The following code will retrieve all available collections and number of records for British Columbia
```{r nc_region, warning = FALSE, eval=FALSE}
search_region("British Columbia", type = "statprov")
nc_count(region = list(statprov = "BC"))
```
*Example 2*: Determine the number of records for a specific *species*. You can find details and examples on how to [`search_species_code()`](https://birdstudiescanada.github.io/naturecounts/reference/search_species_code.html) based on 4 letter alpha code and [`search_species()`](https://birdstudiescanada.github.io/naturecounts/reference/search_species.html) based on common names at the links provided.

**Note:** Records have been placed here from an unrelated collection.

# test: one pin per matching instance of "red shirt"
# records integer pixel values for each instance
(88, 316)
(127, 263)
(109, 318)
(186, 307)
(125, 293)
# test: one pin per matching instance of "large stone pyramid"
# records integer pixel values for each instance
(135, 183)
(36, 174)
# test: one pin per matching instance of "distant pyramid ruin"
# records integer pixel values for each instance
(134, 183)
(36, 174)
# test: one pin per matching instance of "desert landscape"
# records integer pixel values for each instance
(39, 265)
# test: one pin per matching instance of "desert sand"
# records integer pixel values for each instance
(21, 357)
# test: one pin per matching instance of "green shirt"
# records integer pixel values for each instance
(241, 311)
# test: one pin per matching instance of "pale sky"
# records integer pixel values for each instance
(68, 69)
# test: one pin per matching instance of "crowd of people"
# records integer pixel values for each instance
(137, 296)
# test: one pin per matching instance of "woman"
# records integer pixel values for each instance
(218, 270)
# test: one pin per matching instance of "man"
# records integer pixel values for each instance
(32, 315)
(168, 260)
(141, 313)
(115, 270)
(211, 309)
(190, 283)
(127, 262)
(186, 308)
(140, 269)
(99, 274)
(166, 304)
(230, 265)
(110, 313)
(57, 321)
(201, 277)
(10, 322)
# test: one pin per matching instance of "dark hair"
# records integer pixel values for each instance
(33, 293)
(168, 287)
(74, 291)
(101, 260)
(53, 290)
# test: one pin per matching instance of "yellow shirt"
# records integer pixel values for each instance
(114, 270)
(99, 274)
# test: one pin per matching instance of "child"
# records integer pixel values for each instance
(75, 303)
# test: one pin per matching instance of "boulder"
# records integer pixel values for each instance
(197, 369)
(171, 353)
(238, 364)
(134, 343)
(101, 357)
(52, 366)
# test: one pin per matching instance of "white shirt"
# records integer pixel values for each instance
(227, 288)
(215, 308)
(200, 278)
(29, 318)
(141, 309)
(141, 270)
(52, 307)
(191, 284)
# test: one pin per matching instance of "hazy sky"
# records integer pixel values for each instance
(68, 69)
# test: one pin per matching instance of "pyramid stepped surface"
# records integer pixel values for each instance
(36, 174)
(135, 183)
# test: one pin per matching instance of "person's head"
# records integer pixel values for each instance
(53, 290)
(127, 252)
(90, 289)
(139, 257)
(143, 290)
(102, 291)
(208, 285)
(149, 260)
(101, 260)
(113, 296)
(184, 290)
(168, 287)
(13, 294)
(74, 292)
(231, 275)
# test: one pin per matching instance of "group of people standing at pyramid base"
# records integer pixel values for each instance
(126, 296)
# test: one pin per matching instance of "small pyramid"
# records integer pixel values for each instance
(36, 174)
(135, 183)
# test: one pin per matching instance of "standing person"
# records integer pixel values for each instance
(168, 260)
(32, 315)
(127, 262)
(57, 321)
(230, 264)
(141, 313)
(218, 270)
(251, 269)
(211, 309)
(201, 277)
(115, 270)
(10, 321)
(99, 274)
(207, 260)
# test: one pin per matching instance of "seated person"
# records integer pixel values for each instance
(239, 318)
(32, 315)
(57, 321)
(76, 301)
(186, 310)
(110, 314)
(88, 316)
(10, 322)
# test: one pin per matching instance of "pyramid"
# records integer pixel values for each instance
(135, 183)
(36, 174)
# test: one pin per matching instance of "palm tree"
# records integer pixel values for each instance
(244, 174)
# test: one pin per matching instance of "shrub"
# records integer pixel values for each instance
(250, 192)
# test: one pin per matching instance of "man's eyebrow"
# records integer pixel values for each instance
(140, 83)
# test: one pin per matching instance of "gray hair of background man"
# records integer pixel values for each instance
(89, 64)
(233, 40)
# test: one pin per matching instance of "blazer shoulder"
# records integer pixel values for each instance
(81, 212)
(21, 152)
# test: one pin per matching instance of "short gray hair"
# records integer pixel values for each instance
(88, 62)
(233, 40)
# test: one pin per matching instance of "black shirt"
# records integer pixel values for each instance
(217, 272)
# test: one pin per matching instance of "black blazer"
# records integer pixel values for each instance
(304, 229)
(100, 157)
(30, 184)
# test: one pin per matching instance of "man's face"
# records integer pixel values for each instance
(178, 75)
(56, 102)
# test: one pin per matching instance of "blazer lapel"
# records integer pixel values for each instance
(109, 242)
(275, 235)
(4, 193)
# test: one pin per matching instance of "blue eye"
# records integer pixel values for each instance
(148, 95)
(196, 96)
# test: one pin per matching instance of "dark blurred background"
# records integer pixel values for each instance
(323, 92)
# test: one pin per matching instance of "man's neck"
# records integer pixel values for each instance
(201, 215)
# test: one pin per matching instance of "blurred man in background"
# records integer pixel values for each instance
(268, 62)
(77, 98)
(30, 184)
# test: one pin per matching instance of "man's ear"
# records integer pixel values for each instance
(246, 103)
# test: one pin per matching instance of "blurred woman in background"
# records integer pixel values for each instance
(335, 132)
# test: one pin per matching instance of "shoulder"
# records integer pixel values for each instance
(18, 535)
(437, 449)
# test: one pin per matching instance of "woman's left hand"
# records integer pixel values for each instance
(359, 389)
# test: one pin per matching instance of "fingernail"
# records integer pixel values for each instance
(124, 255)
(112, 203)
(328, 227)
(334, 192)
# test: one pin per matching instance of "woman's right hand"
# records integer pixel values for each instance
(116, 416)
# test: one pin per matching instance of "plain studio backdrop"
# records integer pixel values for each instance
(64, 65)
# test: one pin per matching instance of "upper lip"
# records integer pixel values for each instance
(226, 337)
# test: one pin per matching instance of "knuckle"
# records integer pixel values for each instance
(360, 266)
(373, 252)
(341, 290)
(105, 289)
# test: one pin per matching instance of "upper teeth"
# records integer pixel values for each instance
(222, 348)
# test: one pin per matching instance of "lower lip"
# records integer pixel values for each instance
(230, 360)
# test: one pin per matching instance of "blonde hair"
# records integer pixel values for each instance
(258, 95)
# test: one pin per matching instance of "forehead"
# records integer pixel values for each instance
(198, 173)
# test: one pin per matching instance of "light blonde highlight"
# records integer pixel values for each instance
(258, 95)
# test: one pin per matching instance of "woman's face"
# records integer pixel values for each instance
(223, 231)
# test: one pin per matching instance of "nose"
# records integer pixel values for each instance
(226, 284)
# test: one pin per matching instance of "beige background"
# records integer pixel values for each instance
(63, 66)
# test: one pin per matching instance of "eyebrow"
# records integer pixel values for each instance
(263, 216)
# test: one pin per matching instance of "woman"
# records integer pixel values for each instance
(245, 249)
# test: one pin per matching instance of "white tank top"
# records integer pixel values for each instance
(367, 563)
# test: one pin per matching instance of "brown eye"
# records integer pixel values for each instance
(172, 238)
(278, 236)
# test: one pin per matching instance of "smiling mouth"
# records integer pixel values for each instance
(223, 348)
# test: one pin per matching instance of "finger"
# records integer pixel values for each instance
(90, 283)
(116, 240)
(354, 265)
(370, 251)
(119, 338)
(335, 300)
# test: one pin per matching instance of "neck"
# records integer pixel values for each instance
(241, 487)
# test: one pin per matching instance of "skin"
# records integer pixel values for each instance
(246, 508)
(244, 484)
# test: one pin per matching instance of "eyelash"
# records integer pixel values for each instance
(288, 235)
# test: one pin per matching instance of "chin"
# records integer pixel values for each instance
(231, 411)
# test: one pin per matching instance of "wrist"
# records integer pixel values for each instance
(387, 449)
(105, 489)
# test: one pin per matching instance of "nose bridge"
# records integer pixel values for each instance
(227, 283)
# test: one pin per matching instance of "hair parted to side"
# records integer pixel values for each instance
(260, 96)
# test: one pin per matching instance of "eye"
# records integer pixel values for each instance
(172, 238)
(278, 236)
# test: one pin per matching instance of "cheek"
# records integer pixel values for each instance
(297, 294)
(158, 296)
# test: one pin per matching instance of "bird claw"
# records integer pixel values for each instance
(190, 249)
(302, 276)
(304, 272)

The following code will retrieve all available collections and number of records for Red-headed Woodpecker
```{r nc_species1, eval=FALSE}
search_species("Red-headed Woodpecker")
search_species_code("RHWO")
RHWO<-nc_count(species = 10060)
View(RHWO)
```
*Example 3*: We can further refine the Red-headed Woodpecker example (above) by filtering the species-specific data by region (e.g., [Bird Conservation Region](http://nabci-us.org/assets/images/bcr_map2.jpg) 11), time period (e.g., 2015-2019), or a combination of both.
```{r nc_species2, eval=FALSE}
RHWO_11 <- nc_count(species = 10060, region = list(bcr = "11"))
View(RHWO_11)
RHWO_year <- nc_count(species = 10060, year = c(2015, 2019))
View(RHWO_year)
RHWO_11_year <- nc_count(species = 10060, region = list(bcr = "11"), year = c(2015, 2019))
View(RHWO_11_year)
```
## Exercises {#Data3.8}
Now apply your newly acquired skills!
*Exercise 1*: If you are interesting in doing a research project on Snowy Owls in Quebec, which three collections are you most likely to consider using (i.e., which have the most data)?
Answer: EBird-CA-QC, OISEAUXQC, CBC
*Exercise 2*: How many records of Gadwal are in the [British Columbia Coastal Waterbird Survey](https://www.birdscanada.org/birdmon/atowls/datasets.jsp?code=BCCWS) collection? What if you are only interested in records from 2010-2019, how many records are available?
Answer: 702, 389
Full answers to the exercises can be found in [Chapter 7](#Ans7.1).